十月四日(火)夜 居酒屋いざいざ

 真太の向かいの席で、二人の級友が見たこともない柔らかな笑みを見せている。

 さらに真太の隣の席では、妻の友人――蟹江理沙がグラスを煽った。


 ――何でこんなことに。


 真太は、弁護士の休日の夫婦のやり取りを思い出した。



 突然、妻の花恵から、高校時代の親友たちとのトラブルを打ち明けられた。

「……誤解よ。誤解なのに……私とウサちゃんとは何もなかったのに」

 最初こそ、大した問題ではないと思っていたが、妻の落胆ぶりを見ていると、いよいよ心配になってきた。

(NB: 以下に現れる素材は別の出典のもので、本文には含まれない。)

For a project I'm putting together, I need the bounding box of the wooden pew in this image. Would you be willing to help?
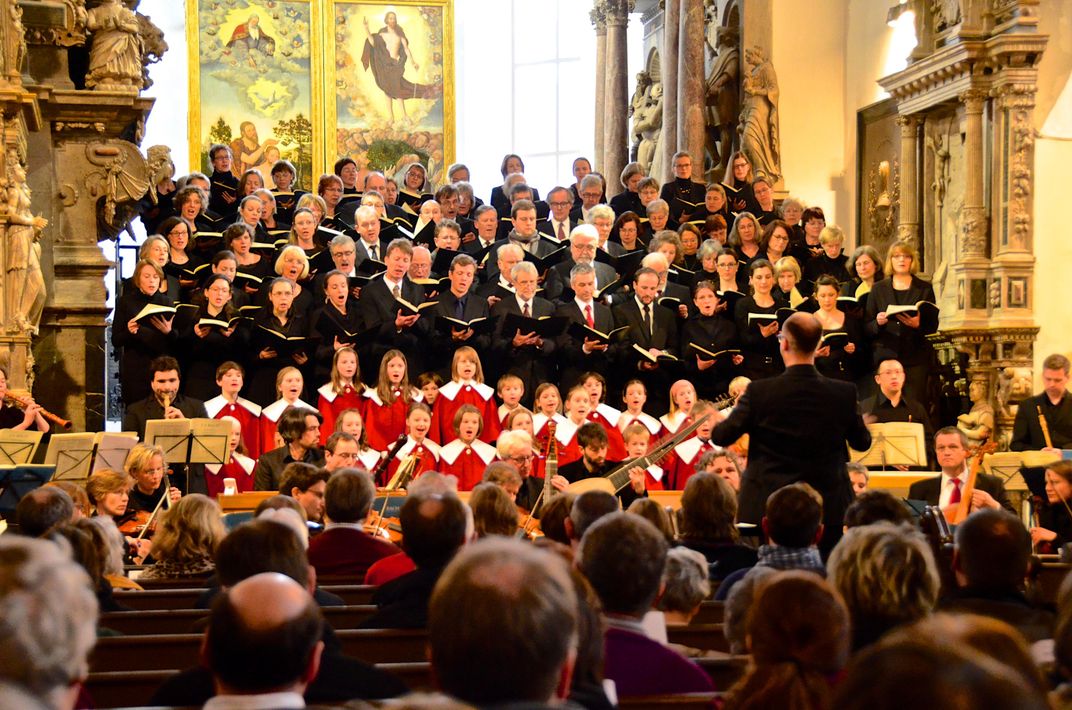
[101,605,376,636]
[694,653,751,691]
[89,628,428,672]
[667,624,730,653]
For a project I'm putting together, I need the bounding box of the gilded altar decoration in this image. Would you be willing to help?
[326,0,455,184]
[187,0,323,190]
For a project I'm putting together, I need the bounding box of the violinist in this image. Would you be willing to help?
[1031,461,1072,552]
[123,444,182,513]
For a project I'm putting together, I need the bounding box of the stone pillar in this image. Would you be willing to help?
[589,0,616,173]
[652,0,681,182]
[602,0,635,197]
[897,115,921,251]
[670,0,706,168]
[957,88,987,261]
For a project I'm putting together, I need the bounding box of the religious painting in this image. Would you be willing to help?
[188,0,323,190]
[325,0,455,184]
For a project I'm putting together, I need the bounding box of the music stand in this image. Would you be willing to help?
[0,429,45,465]
[0,467,56,519]
[848,421,927,471]
[145,418,232,493]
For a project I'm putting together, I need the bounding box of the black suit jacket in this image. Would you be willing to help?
[555,300,614,390]
[711,365,870,550]
[489,296,557,394]
[358,277,431,382]
[904,476,1016,515]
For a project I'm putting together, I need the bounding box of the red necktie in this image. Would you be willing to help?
[949,478,961,505]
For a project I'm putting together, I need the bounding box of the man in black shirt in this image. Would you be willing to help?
[559,421,647,508]
[1010,354,1072,454]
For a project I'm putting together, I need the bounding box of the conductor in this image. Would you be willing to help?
[711,313,870,553]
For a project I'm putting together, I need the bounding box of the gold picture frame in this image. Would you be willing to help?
[323,0,456,184]
[186,0,326,190]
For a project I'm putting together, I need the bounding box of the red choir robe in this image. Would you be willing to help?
[428,381,503,444]
[385,437,440,486]
[364,387,423,452]
[438,439,496,490]
[205,452,257,498]
[205,395,266,460]
[589,404,626,461]
[259,399,316,454]
[316,382,368,446]
[662,437,715,490]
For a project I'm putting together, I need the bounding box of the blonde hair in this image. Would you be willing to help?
[450,345,483,384]
[123,444,167,476]
[152,493,226,561]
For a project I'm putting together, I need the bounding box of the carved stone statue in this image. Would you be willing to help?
[705,23,741,180]
[956,380,994,446]
[629,70,652,160]
[632,82,662,175]
[738,47,781,182]
[86,0,145,93]
[4,155,48,335]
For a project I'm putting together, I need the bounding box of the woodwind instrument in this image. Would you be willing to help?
[1034,404,1054,448]
[3,393,71,429]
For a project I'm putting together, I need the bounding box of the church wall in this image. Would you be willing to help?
[1032,2,1072,389]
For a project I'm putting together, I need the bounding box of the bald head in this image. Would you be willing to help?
[204,572,324,695]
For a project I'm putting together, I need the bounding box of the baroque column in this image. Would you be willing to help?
[652,0,677,182]
[602,0,635,197]
[589,0,607,171]
[670,0,706,167]
[897,115,920,251]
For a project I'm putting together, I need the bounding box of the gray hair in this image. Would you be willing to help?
[0,535,98,705]
[659,547,711,613]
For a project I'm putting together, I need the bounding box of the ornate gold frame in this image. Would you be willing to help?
[187,0,325,187]
[187,0,457,184]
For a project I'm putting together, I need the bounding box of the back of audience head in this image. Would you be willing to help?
[727,571,850,708]
[468,483,518,537]
[429,538,578,705]
[539,491,577,545]
[827,522,940,648]
[399,492,467,567]
[834,626,1049,710]
[953,509,1031,592]
[203,573,324,694]
[215,520,309,588]
[845,490,912,529]
[626,498,674,544]
[680,472,740,541]
[15,486,75,537]
[575,514,668,618]
[658,547,711,624]
[762,484,822,547]
[0,535,98,709]
[566,490,620,545]
[324,469,376,522]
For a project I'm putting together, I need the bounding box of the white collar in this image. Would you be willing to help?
[440,439,496,465]
[205,395,260,419]
[260,399,316,421]
[440,380,495,402]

 要は、花恵が弁護士宇佐見の事務所で眠りこけている間に、妻の友人である理沙が訪れたらしい。しかも、理沙は長年宇佐見に片想いをしており、完全に誤解をされたというのだが――。

「……誤解なんだから、誤解だよって言えば良いんじゃないか?」

 真太は、何度目かの同じ言葉を繰り返した。

 決まって花恵の答えも同じ言葉で繰り返された。

「カニちゃんが怒るなんて初めてだもん。きっともう無理よ」

 妻は完全に憔悴しきっていた。今回の一連の騒動がなければ、もう少し強い心を持てたかもしれない。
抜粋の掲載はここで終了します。